Even though such molecular classification is of great importance in stratifying patients, it requires multi-step tissue processing and still requires the validation of an algorithm for classification at the single tumor level to be used instead of a clustering analysis on gene expression data of a cohort of samples. Additional information that could confirm this phenotype, without requiring multiple complicated steps or affecting the molecular integrity of the tissue, would be impactful. We thus sought a technology that could provide a molecular characterization of the stroma and provide this information in the context of the tumor to inform decision-making. Typical imaging techniques that could provide this context require labeling or other workflows that may not be compatible with established methods of genetic analyses of ECM3.

In this work, we evaluate an emerging technique for combined spatial and molecular analysis, infrared spectroscopic imaging, to map the downstream effects of this stromal gene expression onto the tissue. We then use this spectral information to determine outcome-associated patient groups. Fourier transform infrared (FT-IR) spectroscopic imaging is effective in providing spatially specific molecular analysis of samples for pathology, without the need for stains or dyes7,8,9,10,11. It can be used to probe biomolecular changes in the tumor microenvironment8,9,10,12 for comprehensive spatio-molecular assessment of the tissue which can be useful for determining prognosis13. We hypothesized that the differences in gene expression profiles between ECM3 and non-ECM3 tumors would also result in broad molecular composition changes in the tissue, which can be read with FT-IR spectroscopic imaging.

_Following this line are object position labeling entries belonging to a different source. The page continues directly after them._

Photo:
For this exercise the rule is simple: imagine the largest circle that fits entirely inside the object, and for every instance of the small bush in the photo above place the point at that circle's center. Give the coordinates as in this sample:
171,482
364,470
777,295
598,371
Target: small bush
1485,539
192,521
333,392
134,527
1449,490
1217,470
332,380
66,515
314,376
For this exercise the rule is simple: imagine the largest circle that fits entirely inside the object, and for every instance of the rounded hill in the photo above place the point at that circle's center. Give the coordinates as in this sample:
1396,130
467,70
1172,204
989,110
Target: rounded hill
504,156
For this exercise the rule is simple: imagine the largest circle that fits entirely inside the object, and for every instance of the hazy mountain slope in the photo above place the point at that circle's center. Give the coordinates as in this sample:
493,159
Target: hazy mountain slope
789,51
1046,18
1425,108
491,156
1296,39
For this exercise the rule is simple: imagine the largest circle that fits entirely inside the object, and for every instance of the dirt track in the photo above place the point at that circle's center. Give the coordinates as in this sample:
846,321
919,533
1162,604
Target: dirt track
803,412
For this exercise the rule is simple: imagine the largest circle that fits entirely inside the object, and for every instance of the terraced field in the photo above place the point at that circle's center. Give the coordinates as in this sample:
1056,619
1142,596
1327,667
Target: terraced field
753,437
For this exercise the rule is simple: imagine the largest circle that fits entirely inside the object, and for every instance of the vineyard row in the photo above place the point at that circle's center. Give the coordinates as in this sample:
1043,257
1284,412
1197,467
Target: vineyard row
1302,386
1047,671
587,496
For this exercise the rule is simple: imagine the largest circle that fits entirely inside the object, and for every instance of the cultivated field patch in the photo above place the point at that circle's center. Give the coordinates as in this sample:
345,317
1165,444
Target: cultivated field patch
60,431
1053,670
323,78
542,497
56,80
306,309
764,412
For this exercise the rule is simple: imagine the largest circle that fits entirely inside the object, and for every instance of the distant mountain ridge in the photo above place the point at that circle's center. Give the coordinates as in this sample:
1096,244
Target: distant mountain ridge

Further, by associating gene expression profile with tissue molecular profiles, we can begin observing where on the tissue the downstream effects are the most prominent, thus spatially mapping the effect of altered gene expression.


Classification of ECM3 and non-ECM3 tumors by FT-IR

Previous work showed high differences between ECM3 and non-ECM3 tumors at the transcriptional level, both according to ECM genes and to the whole transcriptional profile and based on the poor prognosis of patients with ECM3 grade III tumors5. In this work, we performed FT-IR spectroscopic imaging of 42 breast carcinomas, of which 22 were ECM3 and 20 were non-ECM3 as evaluated by gene expression profile analysis. Our goal was to find IR patterns that discriminate ECM3 from non-ECM3 tumors (Fig. 1), as molecular characteristics at the transcriptional level can be related to IR spectra14,15. Clinico-pathological characteristics of tumors analyzed are shown in Table 1. IR spectral analysis of tissues offers an exceptional opportunity to overcome tissue heterogeneity by generating a chemical map of the tissue. Instead of analyzing every pixel in the tissue without the context of tumor architecture, we first focused on determining the histologic identity of each pixel. This pixel-level identification is accomplished by applying machine learning to the acquired spectral data, as well described by numerous works for breast tissue16,17,18,19,20,21,22,23,24,25,26,27. Here, we first segmented the tissue image into histological components by applying a previously described histological classifier that labeled each pixel in the tissue section as one of the tissue classes i.e. epithelium, fibroblast, myofibroblast, collagen, blood, necrosis28. We found that when we used averaged IR spectra of each class to discriminate between ECM3 and non-ECM3 tumors, the highest discrimination performance was achieved with pixels classified in the collagen class (Supplementary Table 1). Studies have shown that the ECM in both patient29 and cultured samples30 is highly amenable to spectral analysis. Hence, we first examined average spectra, as shown in Fig. 2(a,b). Spectral differences between ECM3 and non-ECM3 in the collagen class are apparent in the region between 872 cm−1 and 1320 cm−1.We used these differences to develop the ECM3 classifier. We focused on this region also to limit the number of variables fed into the model and to prevent overfitting, especially given the small sample size. No significant differences in terms of signal to noise ratio (SNR) were observed among samples, even when collected over several months (Supplementary Fig. 1).

Figure 1
figure 1

Summary of methods. In comparing IR imaging to gene expression profiling, we took a multi-step approach. Imaging was followed by an automated analysis of spectral data for each pixel using machine learning. From the assignment of cellular and acellular identity of all pixels in the image, collagen dominant pixels were analyzed. The spectral properties of these pixels were related to a label (ECM3, non-ECM3) for further analysis.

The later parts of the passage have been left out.